Blanda didn't need long to be noticed. When coaches asked him if he could punt, he let one fly.
"I could kick 80 yards before I tore up my knee. I could throw the ball almost 90 yards," Blanda said. "The coaches said they needed me."
Still, he told them he was going to Penn.
"Then they took me to the (Kentucky) Derby and did a few other little things," Blanda said.
Once the laughter stopped from everyone wondering what "other little things" former UK coach Paul "Bear" Bryant did for Blanda, he told why he really decided to come to UK.
"I was in the gym and coach (Adolph) Rupp saw me. He said I could probably play basketball. I would rather have played basketball than football, so I said I would come to Kentucky," Blanda said. "I arrived here with one pair of pants and one sweater. After I got here, they took better care of me."

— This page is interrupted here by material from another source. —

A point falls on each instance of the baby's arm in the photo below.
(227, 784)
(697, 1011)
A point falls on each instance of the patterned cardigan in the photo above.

A blocking back his first two years
His first two years at Kentucky he was a blocking back, not a quarterback. He never got to try a field goal, an obvious mistake since he went on to kick 335 field goals and 943 extra points in his professional career.
He still remembers a game against Tennessee his senior season that ended in a 0-0 tie.
"We were on their 10-yard line right in front of the goal post on fourth down and lined up for a field goal," Blanda said. "Bob Gain, a lineman, had played 59 minutes. He kicked our center right in the a-. He was so tired he could not get the ball airborne. But coach Bryant had a philosophy that you shouldn't punt and placekick. Whatever Bear said, that's what you did."
Blanda left a lasting impression in Oakland. He played from 1950-58 with Chicago before retiring. The next year the AFL started and Blanda spent seven years playing for Houston. Then he came to Oakland for nine more years.
In 1970, at age 43, he had an incredible five-week streak. The first game he had three touchdown passes and a field goal. The next week his last-second 48-yard field goal tied Kansas City 17-17. The next week he had a 14-yard touchdown pass and 52-yard field goal in the final minutes to beat Cleveland. Next it was a touchdown pass with about two minutes to play that beat Denver. Finally his last-second 17-yard field goal beat San Diego.
Not bad for a player who only played college football thanks to a long train ride that led to a chance meeting with Adolph Rupp and started an odyssey that took him all the way to the Hall of Fame.